Finding a partner in real estate is tricky, tricky business, and not to be taken lightly. If you have read any of my previous posts, you understand the danger in choosing and relying on a partner for your investment properties. So for the most part, my recommendation is not to partner with anyone in real estate. Now there are special circumstances that would merit taking out a partner, and even I have considered it once again in the recent past. However, I want to make one key point to you here: when you are first starting off, do not, I repeat, do not take out a full partner in your business. Test the water on a single deal, and partner with them on that one deal only, don’t make them a full partner in your business. What will end up happening is that you will be doing all of the work, and making only half (or whatever your arrangement is) of the money. But if you want to do a test drive with a partner on a real estate deal, here are some good guidelines to follow when choosing them:
Find Someone that Shares Your Core Set of Values
I am a Christian, and proud to be called a child of God. So if I were looking for a partner, picking someone who is an atheist would just be insanity. Any deals with contractors, tenants, real estate professionals, etc. would just end up being a problem. So when you are looking for a partner, question them about there religious, moral and ethical beliefs, and make sure they line up with your own. A good partnership relies on two people that can agree on the major items of life and business.

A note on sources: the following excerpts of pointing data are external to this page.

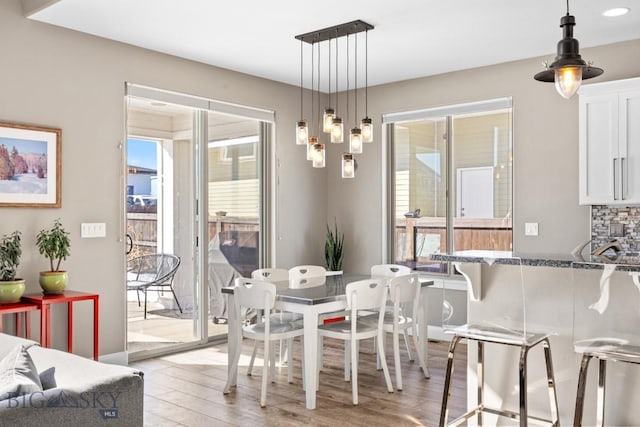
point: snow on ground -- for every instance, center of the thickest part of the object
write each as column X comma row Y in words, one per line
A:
column 27, row 183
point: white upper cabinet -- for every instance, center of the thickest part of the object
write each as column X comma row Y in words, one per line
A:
column 609, row 141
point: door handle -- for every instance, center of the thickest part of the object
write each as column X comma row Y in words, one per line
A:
column 622, row 178
column 615, row 194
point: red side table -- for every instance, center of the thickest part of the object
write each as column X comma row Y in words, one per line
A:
column 43, row 302
column 17, row 308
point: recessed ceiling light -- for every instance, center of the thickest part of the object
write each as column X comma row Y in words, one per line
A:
column 616, row 11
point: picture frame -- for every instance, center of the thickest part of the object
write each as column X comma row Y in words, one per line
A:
column 30, row 166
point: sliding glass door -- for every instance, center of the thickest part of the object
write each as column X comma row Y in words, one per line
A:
column 195, row 189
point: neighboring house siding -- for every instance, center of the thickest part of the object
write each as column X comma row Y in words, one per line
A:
column 236, row 198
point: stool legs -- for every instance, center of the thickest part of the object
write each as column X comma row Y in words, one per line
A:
column 602, row 377
column 551, row 383
column 522, row 415
column 444, row 410
column 522, row 386
column 582, row 382
column 480, row 374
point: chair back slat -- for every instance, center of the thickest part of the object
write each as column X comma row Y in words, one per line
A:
column 365, row 294
column 389, row 270
column 271, row 274
column 254, row 294
column 306, row 276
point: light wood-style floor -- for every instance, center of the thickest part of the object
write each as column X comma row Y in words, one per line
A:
column 186, row 390
column 158, row 331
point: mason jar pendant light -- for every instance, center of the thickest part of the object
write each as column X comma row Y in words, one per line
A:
column 302, row 130
column 313, row 140
column 318, row 155
column 336, row 124
column 568, row 69
column 328, row 120
column 355, row 136
column 366, row 124
column 348, row 166
column 329, row 113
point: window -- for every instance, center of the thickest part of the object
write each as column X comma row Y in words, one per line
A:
column 450, row 178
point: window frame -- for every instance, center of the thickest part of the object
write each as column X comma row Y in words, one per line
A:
column 449, row 112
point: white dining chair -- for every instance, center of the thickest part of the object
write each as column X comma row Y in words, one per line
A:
column 273, row 275
column 362, row 295
column 307, row 276
column 404, row 294
column 393, row 270
column 260, row 295
column 389, row 270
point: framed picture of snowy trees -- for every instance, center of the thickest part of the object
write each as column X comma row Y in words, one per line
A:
column 30, row 166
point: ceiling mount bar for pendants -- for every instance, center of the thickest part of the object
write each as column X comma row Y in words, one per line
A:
column 335, row 31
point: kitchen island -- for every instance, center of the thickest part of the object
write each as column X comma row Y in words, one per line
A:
column 538, row 292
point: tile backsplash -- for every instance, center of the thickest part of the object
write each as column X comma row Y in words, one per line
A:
column 605, row 220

Find Someone that has a Different Personality than You
The best thing I can say here is this: a business partnership is like a marriage, without the physical component. And the best marriages out there consist of two completely different people. Now, you will have common ground with your real estate partner because he / she wants to work in real estate, as you do, but most everything else should be opposite. If you are just starting out, you probably don’t have a lot of loose cash, therefore you are looking for someone that has cash ready to invest. If you are good at dealing with people, perhaps look for someone who is really good at research and paperwork. Bottom line, you are looking for someone that is strong in areas that you are weak, and weak in areas that you are strong.

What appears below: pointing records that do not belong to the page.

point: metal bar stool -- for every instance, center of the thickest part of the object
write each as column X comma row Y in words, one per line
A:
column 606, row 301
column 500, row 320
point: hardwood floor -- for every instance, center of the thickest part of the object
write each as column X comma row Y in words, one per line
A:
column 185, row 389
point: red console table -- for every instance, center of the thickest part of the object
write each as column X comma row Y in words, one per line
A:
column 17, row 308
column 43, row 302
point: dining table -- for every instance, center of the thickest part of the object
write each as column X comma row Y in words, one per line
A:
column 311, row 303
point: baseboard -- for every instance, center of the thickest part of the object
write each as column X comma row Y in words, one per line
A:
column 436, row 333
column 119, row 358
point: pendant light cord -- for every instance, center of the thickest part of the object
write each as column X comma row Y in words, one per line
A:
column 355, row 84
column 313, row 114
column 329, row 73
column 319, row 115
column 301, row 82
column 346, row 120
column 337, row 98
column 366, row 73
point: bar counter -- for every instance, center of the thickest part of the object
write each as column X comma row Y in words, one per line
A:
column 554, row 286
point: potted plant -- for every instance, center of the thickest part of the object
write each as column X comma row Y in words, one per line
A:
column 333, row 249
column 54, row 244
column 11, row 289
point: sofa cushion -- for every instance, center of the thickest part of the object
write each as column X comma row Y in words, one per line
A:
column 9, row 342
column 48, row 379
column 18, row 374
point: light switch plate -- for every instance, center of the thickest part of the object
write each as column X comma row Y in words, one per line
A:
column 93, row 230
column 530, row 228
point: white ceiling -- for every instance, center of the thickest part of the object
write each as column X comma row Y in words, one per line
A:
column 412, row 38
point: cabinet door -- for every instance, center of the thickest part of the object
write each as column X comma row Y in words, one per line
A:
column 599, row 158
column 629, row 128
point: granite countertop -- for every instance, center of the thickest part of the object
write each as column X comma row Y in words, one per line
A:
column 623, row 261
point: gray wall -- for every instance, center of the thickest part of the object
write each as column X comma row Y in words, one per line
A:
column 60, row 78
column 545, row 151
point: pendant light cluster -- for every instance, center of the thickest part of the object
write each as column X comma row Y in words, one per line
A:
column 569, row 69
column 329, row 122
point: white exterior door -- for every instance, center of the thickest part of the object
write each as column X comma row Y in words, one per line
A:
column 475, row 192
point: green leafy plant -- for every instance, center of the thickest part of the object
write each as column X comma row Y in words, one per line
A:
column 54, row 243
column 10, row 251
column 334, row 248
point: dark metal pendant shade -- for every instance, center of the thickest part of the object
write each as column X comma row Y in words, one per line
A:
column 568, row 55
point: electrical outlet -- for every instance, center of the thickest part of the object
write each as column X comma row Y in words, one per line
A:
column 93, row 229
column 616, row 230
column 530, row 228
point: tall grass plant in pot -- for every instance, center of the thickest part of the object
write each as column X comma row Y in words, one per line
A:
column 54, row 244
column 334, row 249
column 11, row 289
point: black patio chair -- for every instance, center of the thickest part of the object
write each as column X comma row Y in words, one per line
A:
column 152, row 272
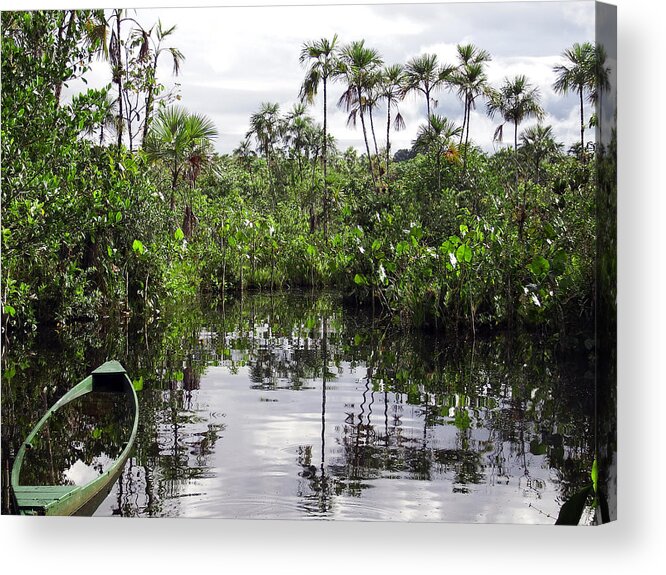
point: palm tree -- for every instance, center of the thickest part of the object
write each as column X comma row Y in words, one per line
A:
column 266, row 126
column 182, row 142
column 392, row 92
column 515, row 101
column 359, row 66
column 157, row 50
column 601, row 82
column 369, row 100
column 471, row 80
column 538, row 143
column 577, row 74
column 436, row 137
column 321, row 58
column 424, row 74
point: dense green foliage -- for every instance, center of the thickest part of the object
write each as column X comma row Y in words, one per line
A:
column 451, row 238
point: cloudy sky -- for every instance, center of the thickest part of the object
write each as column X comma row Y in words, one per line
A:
column 239, row 57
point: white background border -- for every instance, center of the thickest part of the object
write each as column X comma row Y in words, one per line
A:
column 632, row 544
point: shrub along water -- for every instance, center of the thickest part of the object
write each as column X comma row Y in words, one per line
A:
column 448, row 238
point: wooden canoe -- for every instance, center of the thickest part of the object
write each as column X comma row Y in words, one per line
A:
column 47, row 492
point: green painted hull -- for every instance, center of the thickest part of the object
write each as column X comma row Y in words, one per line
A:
column 76, row 499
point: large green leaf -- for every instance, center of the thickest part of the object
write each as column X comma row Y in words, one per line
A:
column 572, row 510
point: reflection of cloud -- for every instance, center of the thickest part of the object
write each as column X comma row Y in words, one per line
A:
column 81, row 473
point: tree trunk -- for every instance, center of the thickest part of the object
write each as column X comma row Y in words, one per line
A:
column 582, row 126
column 325, row 162
column 149, row 103
column 120, row 83
column 388, row 134
column 365, row 139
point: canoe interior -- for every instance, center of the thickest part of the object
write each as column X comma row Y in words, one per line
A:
column 76, row 452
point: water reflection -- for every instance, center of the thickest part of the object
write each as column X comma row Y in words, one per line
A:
column 292, row 406
column 80, row 441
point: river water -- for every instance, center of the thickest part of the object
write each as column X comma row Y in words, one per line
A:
column 293, row 406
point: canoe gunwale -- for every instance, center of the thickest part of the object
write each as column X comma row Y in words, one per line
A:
column 72, row 501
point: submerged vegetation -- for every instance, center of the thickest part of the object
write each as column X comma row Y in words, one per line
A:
column 115, row 201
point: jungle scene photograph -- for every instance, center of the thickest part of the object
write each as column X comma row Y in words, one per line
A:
column 350, row 262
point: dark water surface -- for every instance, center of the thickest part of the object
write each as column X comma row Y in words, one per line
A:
column 292, row 407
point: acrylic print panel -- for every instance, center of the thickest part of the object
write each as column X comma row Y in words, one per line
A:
column 358, row 262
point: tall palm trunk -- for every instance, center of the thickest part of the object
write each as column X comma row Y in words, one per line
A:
column 121, row 120
column 60, row 51
column 466, row 130
column 149, row 102
column 582, row 125
column 325, row 163
column 365, row 139
column 388, row 134
column 372, row 129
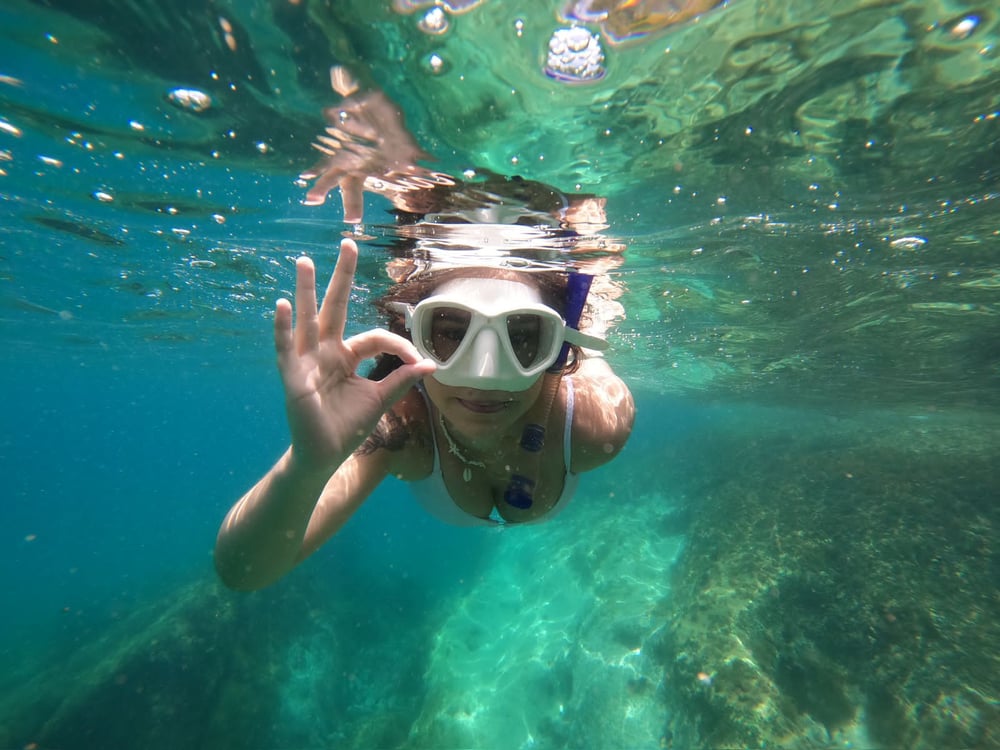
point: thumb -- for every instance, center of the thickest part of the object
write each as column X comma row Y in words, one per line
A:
column 394, row 386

Make Sure Your Partner’s Goals are Aligned with Your Own
This is extremely important. Probably the best example would be the exit strategy for a property. If you are looking to flip the property and your partner wants to hold it for long term rental income, then you have a definite problem. But this principle applies to every aspect of the deal. You need to come to an agreement on how to finance the property, what the top end buy price should be, how you are going to handle the closing, and post closing repairs, how you are going to market the property, and your exit strategy. All are important points to fostering a winning real estate partnership.

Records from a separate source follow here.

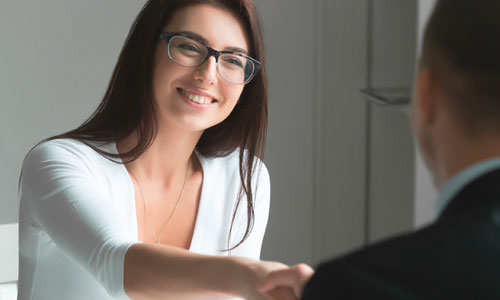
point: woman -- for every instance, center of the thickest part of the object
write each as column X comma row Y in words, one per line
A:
column 165, row 165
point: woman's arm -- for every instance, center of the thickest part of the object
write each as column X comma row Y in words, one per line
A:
column 161, row 272
column 61, row 196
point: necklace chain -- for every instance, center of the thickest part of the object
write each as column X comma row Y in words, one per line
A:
column 149, row 217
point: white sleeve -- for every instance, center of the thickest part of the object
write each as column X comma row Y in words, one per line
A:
column 60, row 195
column 251, row 247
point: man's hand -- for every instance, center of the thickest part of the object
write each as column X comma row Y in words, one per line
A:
column 294, row 277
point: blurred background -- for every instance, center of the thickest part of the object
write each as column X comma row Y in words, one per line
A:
column 344, row 171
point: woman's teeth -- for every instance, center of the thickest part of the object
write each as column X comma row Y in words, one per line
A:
column 197, row 98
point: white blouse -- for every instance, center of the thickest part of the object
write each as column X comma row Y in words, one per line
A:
column 77, row 219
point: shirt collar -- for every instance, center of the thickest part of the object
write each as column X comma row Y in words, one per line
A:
column 459, row 181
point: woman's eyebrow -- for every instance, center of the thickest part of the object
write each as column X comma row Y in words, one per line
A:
column 204, row 41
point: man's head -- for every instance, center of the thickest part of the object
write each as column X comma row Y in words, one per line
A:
column 457, row 89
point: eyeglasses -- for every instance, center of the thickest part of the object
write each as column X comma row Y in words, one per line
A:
column 233, row 67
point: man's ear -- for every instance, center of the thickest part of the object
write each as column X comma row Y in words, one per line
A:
column 424, row 105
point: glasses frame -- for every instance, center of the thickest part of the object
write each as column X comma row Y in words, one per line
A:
column 167, row 36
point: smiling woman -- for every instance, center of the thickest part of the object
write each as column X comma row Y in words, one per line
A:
column 161, row 193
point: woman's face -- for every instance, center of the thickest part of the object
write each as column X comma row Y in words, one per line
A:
column 174, row 85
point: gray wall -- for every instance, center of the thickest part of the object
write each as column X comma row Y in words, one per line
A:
column 341, row 170
column 56, row 58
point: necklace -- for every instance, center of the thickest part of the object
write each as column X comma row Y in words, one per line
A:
column 150, row 219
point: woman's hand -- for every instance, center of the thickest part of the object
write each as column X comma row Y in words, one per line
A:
column 253, row 273
column 294, row 278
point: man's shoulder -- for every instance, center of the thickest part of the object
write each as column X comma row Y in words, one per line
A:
column 434, row 262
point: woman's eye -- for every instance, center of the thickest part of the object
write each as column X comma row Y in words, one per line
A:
column 234, row 62
column 189, row 47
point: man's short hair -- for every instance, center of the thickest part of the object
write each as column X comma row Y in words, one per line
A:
column 462, row 48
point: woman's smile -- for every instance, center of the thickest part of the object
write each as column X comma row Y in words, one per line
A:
column 196, row 98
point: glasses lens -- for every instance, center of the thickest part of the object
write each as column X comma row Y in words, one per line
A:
column 186, row 51
column 236, row 68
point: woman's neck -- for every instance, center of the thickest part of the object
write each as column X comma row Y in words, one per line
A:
column 166, row 159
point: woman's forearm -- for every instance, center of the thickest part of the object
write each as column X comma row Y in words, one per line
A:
column 162, row 272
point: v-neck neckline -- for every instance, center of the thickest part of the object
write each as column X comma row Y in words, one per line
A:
column 200, row 203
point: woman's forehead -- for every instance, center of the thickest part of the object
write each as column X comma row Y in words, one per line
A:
column 218, row 26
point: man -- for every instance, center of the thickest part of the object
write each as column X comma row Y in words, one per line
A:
column 456, row 122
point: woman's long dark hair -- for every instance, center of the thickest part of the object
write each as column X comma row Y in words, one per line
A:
column 128, row 102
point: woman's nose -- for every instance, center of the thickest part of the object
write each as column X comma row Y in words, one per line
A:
column 206, row 73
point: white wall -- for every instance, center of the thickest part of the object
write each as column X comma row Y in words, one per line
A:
column 56, row 58
column 425, row 193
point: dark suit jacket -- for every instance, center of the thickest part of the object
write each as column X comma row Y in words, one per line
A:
column 457, row 257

Put the Partnership on Paper
As important as having aligned goals, putting the partnership in writing is key. I don’t care how close you think you are to the other person, you need to have it in writing. You should have a written set of goals for the property, and offices that you both will employ. Figure who is going to be responsible for what in the deal. Taking care of these things up front with prevent a lot of problems through the deal. Trust me, I didn’t do this when I started out with a partner, and it contributed to the disaster that was my first real estate investment.
So there it is, although not recommended, a real estate partnership can be profitable, as well as enjoyable, It just means that you have an extra layer of work to do before you can even get started investing. But if your cash is low and you have a deal in hand, it might be the only way to facilitate the deal.